Decía Benjamin Disraeli que «en política no hay amigos ni enemigos; solo intereses». Desde la transición, el PNV y CiU supieron hacer valer su presencia en el Congreso y su pre-eminencia en la gobernanza de sus comunidades, para defender sus intereses y acrecentar sus cuotas de autogobierno. Desde 2011, ambos partidos han tenido que gestionar la misma involución jacobina del PP, el mismo quietismo y la misma falta de visión y coraje de Mariano Rajoy. Y la consiguiente agudización de un nacionalismo español que revive los demonios de épocas pasadas. Pero la manera en que lo han hecho ha sido marcadamente diferente.

El PNV se ha centrado en recuperar su preeminencia política en Euskadi y ampliar su base gracias a una gestión social y económica que hasta sus oponentes tienen dificultades para atacar. La confrontación con el Estado ha sido la justa para salvar la cara. Y se ha ejercido, además, con diplomacia para evitar la animadversión de tiempos pasados hacia los vascos.
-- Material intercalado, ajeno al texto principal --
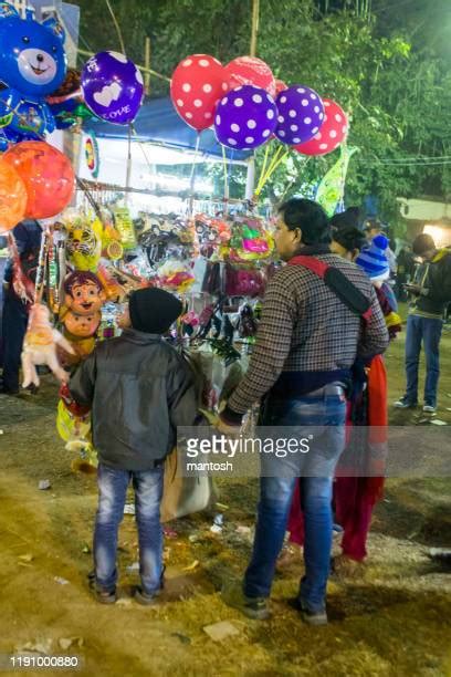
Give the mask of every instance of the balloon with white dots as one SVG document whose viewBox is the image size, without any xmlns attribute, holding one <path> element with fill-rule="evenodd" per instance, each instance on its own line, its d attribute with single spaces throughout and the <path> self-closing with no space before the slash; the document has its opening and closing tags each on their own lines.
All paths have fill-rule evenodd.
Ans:
<svg viewBox="0 0 451 677">
<path fill-rule="evenodd" d="M 322 125 L 323 101 L 314 90 L 293 85 L 283 90 L 277 98 L 275 136 L 284 144 L 296 145 L 311 139 Z"/>
<path fill-rule="evenodd" d="M 314 129 L 314 137 L 294 146 L 303 155 L 327 155 L 338 148 L 348 134 L 348 121 L 342 106 L 331 98 L 324 98 L 323 103 L 324 118 Z"/>
<path fill-rule="evenodd" d="M 211 127 L 218 101 L 228 91 L 224 67 L 209 54 L 191 54 L 180 61 L 170 82 L 177 113 L 198 132 Z"/>
<path fill-rule="evenodd" d="M 214 132 L 223 146 L 249 149 L 264 144 L 276 124 L 274 100 L 261 87 L 242 85 L 218 104 Z"/>
</svg>

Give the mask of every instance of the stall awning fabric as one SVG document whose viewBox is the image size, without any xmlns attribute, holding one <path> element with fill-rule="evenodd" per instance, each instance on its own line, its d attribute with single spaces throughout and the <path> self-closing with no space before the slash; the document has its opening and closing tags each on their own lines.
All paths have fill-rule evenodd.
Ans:
<svg viewBox="0 0 451 677">
<path fill-rule="evenodd" d="M 112 125 L 99 119 L 91 119 L 84 124 L 86 131 L 92 129 L 101 138 L 127 138 L 128 127 Z M 146 101 L 134 123 L 136 140 L 164 144 L 170 148 L 193 150 L 198 134 L 189 127 L 176 113 L 168 97 Z M 200 134 L 199 152 L 204 156 L 222 157 L 222 146 L 217 142 L 212 129 Z M 252 153 L 249 150 L 231 150 L 226 148 L 228 159 L 245 160 Z"/>
</svg>

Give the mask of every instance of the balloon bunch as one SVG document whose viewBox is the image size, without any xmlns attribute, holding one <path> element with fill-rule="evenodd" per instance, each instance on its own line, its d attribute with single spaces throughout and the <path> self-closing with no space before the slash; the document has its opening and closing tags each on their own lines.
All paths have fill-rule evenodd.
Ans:
<svg viewBox="0 0 451 677">
<path fill-rule="evenodd" d="M 191 54 L 176 67 L 170 95 L 188 125 L 198 132 L 214 125 L 219 143 L 232 149 L 253 149 L 275 136 L 304 155 L 325 155 L 348 133 L 337 103 L 306 85 L 286 86 L 253 56 L 223 66 L 208 54 Z"/>
<path fill-rule="evenodd" d="M 39 23 L 33 10 L 21 19 L 8 2 L 0 3 L 0 71 L 7 85 L 0 92 L 0 147 L 39 140 L 56 127 L 46 96 L 66 74 L 65 33 L 55 19 Z"/>
<path fill-rule="evenodd" d="M 71 163 L 45 142 L 11 146 L 0 160 L 0 233 L 23 218 L 48 219 L 71 201 L 75 176 Z"/>
</svg>

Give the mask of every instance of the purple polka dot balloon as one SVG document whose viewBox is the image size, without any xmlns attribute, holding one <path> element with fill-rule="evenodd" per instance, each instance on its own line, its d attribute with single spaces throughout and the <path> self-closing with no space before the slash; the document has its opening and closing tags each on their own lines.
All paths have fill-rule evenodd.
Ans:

Si hoy se repitiera un 23-F, la llamada de Felipe VI quizá fuera un «tranquilo, Iñigo, tranquilo». Con 120 años de historia, Urkullu sabe que al PNV le llegará de nuevo la oportunidad boxear por encima de su peso. Sea como posible árbitro en la conformación de un futuro gobierno en Madrid o, a medio plazo, en tareas más ambiciosas y trascendentes.

Por el contrario, el catalanismo práctico de CiU ya no existe. Su partido sucesor ya no representa a ese sector social al que la moderación, el posibilismo y la calculada ambigüedad daban, sobre todo, tranquilidad. Pero es un público que no ha desaparecido. En medio del ruido del procés –y de forma que recuerda al silencio que una vez imperó en Euskadi—solo está callado. Cataluña y Euskadi seguirán compartiendo afinidades y simpatías. Pero la divergencia en los caminos que han emprendido es trascendental. Y tendrá una incidencia decisiva en la inevitable reconfiguración del marco constitucional en el que España se relaciona con sus partes componentes. Los resultados de las elecciones vascas del próximo domingo harán mucho más que juzgar la gestión y el tono del PNV, medir las fuerzas de Bildu en un contexto de paz, comprobar la vigencia del PSE-PSOE en medio de su crisis de liderazgo o verificar si a Podemos le sigue funcionando su estrategia de ser, a la vez, carne y pescado.

Con la inclinación vasca por lo simple y lo que «tiene fundamento», quién sabe si no marcará el inicio de algo nuevo: el prozesu: reconocimiento como nación en un estado multinacional, concierto económico, presencia reforzada en la UE, blindaje lingüístico… Una prueba piloto de la nueva foralidad que permita a vascos y, eventualmente, catalanes sustituir la nostalgia de un pasado mitificado por la confianza en un futuro posible.